しかし、美味しいモノにはありつけなくとも景色は最高だ。西に走るにつれ、民家は少なくなっていく。半島というものはその果てに行くにつれて急速に最果て感が増していくのが常だが、空気感は場所によっていろいろ。筆者の出身地鹿児島の本土最南端、大隅半島の佐多岬に向かうのともまた一味違う感傷的な西の空気が漂っていた。

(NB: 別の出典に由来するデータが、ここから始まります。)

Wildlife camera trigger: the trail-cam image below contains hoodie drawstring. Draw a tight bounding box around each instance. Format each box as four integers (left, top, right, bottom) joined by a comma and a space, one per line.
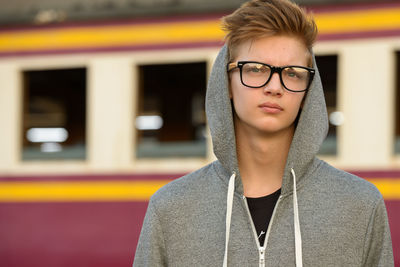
222, 171, 303, 267
222, 173, 236, 267
290, 168, 303, 267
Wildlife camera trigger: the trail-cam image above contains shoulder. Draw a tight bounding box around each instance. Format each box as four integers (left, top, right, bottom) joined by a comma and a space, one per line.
313, 161, 382, 204
149, 162, 220, 214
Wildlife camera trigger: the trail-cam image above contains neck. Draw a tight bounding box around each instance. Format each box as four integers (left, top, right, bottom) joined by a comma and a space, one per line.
235, 122, 294, 197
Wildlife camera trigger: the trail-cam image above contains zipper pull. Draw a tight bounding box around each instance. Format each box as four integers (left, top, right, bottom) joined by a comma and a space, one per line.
259, 247, 265, 267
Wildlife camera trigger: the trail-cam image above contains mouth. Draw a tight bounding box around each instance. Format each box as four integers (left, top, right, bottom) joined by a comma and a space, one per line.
258, 102, 283, 114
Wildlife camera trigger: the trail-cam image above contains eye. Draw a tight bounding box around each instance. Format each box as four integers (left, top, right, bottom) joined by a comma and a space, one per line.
283, 67, 308, 80
243, 63, 269, 74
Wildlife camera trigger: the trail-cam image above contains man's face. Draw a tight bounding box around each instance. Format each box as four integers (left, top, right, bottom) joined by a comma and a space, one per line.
229, 36, 309, 134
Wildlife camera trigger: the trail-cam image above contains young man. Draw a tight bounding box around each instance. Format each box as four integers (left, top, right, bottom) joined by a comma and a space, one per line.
134, 0, 393, 267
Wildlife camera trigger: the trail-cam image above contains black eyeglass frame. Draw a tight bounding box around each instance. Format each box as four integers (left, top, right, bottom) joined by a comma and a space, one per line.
226, 61, 315, 93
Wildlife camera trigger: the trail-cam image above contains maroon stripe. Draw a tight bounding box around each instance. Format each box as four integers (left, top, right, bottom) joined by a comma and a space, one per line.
0, 173, 185, 182
0, 202, 147, 267
0, 201, 400, 267
385, 200, 400, 266
0, 13, 227, 33
0, 41, 223, 58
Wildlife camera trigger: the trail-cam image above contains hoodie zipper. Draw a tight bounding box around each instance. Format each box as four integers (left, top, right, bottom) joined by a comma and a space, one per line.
243, 196, 282, 267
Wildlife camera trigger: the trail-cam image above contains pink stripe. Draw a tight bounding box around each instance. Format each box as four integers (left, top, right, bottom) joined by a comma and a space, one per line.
306, 1, 400, 14
318, 29, 400, 41
0, 41, 223, 58
0, 173, 185, 183
347, 170, 400, 179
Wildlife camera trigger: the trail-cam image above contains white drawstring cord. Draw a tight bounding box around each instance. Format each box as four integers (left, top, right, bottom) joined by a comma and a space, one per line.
222, 171, 303, 267
222, 173, 236, 267
290, 168, 303, 267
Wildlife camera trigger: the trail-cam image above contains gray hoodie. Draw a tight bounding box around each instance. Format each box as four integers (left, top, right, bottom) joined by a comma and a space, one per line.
133, 46, 394, 267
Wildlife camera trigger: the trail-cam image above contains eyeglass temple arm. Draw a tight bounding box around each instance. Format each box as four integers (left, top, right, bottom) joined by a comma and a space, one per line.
226, 63, 238, 72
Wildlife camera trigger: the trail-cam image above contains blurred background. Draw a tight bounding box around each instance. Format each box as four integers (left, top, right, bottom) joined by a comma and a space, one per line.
0, 0, 400, 267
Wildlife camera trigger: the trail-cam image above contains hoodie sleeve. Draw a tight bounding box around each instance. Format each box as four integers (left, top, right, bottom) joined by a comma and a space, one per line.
363, 197, 394, 267
133, 201, 166, 267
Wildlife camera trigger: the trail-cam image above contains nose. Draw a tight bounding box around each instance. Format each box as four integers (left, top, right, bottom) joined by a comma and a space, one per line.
264, 73, 284, 96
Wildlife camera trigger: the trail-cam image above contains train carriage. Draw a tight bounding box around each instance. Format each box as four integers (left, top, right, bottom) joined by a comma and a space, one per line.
0, 3, 400, 266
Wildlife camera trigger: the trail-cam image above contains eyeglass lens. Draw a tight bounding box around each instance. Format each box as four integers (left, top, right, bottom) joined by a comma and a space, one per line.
241, 62, 311, 91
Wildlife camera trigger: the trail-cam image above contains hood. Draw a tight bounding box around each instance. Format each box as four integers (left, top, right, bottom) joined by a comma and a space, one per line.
206, 45, 328, 194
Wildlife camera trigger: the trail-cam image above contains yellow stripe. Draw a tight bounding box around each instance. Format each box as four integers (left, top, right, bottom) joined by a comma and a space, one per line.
0, 20, 223, 52
367, 178, 400, 200
0, 7, 400, 52
0, 178, 400, 202
0, 180, 167, 202
315, 7, 400, 34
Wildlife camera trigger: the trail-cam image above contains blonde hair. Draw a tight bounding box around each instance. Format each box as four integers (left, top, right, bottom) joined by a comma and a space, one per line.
222, 0, 318, 61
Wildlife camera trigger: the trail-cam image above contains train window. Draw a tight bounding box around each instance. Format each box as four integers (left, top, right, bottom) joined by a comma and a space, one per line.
394, 51, 400, 154
135, 62, 207, 158
316, 55, 343, 155
22, 68, 86, 160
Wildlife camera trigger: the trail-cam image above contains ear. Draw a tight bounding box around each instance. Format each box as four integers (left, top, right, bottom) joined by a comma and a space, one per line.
228, 74, 232, 100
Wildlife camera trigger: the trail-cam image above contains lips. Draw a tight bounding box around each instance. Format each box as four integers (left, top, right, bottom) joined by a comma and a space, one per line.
258, 102, 283, 114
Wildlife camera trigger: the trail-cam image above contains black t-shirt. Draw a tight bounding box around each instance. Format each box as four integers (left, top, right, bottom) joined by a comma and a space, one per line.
246, 189, 281, 246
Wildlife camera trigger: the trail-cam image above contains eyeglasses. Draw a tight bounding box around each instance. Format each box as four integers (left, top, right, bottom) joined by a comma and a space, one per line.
226, 61, 315, 92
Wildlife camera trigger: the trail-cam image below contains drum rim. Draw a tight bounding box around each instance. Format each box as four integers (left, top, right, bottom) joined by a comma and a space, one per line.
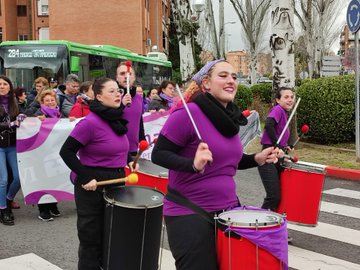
104, 186, 165, 209
126, 158, 169, 179
217, 209, 284, 228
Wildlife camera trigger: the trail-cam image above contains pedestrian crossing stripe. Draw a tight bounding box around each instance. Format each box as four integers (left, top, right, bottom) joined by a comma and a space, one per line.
320, 201, 360, 219
289, 245, 360, 270
287, 222, 360, 246
323, 188, 360, 200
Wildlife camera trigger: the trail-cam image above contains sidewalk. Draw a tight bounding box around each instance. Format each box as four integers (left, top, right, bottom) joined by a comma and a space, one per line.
0, 249, 175, 270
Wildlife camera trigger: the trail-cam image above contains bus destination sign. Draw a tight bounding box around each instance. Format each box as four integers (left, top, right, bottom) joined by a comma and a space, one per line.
6, 48, 57, 58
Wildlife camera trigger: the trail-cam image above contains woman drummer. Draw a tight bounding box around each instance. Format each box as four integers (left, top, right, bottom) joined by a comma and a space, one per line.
152, 60, 278, 270
60, 78, 138, 270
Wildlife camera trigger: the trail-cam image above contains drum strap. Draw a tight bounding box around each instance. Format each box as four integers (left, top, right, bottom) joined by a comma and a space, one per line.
166, 186, 215, 225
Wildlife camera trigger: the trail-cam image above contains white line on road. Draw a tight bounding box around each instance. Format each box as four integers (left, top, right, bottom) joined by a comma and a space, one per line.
289, 246, 360, 270
287, 222, 360, 246
320, 201, 360, 219
323, 188, 360, 200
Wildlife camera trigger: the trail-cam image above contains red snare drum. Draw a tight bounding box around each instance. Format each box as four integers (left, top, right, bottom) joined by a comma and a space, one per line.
125, 159, 168, 194
276, 162, 325, 226
216, 209, 287, 270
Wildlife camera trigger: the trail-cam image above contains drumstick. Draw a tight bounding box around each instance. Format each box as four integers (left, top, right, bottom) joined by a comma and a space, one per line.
283, 155, 299, 163
176, 84, 202, 141
125, 60, 131, 94
276, 97, 301, 146
132, 140, 149, 169
293, 125, 310, 147
96, 173, 138, 186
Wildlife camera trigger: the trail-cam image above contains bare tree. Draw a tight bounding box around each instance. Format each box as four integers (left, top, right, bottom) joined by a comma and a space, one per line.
171, 0, 197, 81
230, 0, 271, 84
270, 0, 295, 94
292, 0, 344, 78
197, 0, 220, 58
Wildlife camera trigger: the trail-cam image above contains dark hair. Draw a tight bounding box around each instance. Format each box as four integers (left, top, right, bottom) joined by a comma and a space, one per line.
0, 75, 19, 120
158, 81, 176, 95
14, 87, 26, 97
79, 81, 93, 93
92, 77, 115, 99
116, 61, 136, 77
146, 88, 159, 97
275, 86, 294, 99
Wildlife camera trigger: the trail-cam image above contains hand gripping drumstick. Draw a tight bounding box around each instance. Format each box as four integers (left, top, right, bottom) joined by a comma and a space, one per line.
176, 84, 202, 141
125, 60, 132, 94
276, 97, 301, 146
132, 140, 149, 169
96, 173, 139, 186
293, 125, 310, 147
283, 155, 299, 163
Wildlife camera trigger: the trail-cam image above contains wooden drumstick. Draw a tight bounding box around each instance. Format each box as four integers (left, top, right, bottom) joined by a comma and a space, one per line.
132, 140, 149, 170
96, 173, 138, 186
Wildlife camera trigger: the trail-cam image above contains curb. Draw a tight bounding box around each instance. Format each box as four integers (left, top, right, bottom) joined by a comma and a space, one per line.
325, 166, 360, 181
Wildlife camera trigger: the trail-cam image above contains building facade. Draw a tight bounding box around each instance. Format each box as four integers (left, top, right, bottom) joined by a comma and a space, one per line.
226, 50, 272, 77
0, 0, 170, 55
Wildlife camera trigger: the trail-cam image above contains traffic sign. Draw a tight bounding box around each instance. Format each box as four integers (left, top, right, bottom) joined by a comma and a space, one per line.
346, 0, 360, 33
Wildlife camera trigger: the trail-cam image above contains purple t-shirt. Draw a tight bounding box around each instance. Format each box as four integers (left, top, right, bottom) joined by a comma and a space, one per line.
123, 94, 144, 152
70, 112, 129, 168
261, 104, 290, 147
160, 103, 243, 216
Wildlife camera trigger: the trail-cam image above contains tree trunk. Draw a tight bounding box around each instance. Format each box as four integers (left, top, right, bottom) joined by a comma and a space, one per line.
270, 0, 298, 143
171, 0, 195, 81
270, 0, 295, 92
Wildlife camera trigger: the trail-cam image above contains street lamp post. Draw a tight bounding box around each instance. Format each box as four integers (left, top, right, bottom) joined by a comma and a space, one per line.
219, 21, 236, 58
192, 0, 206, 19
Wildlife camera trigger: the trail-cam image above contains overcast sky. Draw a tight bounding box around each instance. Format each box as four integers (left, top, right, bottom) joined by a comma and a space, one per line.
212, 0, 350, 53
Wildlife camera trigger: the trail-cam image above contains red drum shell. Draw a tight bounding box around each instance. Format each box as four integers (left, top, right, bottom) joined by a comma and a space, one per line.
216, 210, 285, 270
276, 163, 325, 226
125, 159, 168, 194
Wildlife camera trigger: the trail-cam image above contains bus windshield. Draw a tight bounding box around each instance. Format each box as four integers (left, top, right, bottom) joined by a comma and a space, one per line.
0, 45, 69, 91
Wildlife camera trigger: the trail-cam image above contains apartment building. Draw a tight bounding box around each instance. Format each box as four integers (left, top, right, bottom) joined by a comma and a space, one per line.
226, 50, 272, 77
0, 0, 170, 55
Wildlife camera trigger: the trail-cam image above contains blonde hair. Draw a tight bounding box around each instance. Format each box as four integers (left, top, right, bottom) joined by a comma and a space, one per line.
38, 89, 59, 104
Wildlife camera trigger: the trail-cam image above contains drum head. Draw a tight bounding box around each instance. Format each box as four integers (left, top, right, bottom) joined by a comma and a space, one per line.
219, 210, 284, 228
138, 159, 168, 178
104, 186, 164, 209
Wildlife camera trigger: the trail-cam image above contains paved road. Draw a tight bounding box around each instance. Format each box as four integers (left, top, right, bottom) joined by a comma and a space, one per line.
0, 169, 360, 270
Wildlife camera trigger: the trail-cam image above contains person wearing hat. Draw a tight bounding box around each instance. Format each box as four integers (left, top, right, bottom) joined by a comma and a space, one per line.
152, 59, 279, 270
49, 78, 58, 89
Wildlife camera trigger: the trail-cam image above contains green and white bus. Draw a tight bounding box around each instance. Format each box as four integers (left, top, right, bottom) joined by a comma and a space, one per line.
0, 40, 172, 90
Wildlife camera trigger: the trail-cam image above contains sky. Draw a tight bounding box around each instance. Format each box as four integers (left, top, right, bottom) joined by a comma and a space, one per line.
212, 0, 350, 53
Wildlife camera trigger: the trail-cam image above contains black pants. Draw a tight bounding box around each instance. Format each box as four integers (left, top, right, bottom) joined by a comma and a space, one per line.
75, 168, 125, 270
258, 162, 281, 211
165, 214, 218, 270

地図から受けるイメージより険しい内陸のワインディングロードを抜け、西海に面した神崎鼻へ出る。ちょうど西日のかかる時間帯だった。東京からの走行距離は1300km以上。そこまで充電時間のストレスや航続残の心配なしに、しかもドライブの楽しさをめいっぱい享受しながらたどり着くことができた。
テスラ車の楽しさは速い、静か、乗り心地が良いといった従来の評価項目をあまり意味のないものにするような性質のものだった。もちろん個別性能も優れているのだが、効率、ドライブフィール、マルチメディア、操作感などが混然一体となった新しさが源泉となったもので、実際にドライブしてみると既存のクルマとはかなり異なる商品であることが実感できる。
アメリカではプレミアムミッドサイズカテゴリーでBMW「3/4シリーズ」やメルセデスベンツ「Cクラス」を蹴散らして圧倒的なマーケットリーダーとなり、また欧州でも販売台数を大きく伸ばすなど破竹の勢いを見せているが、それもまたむべなるかなという印象だった。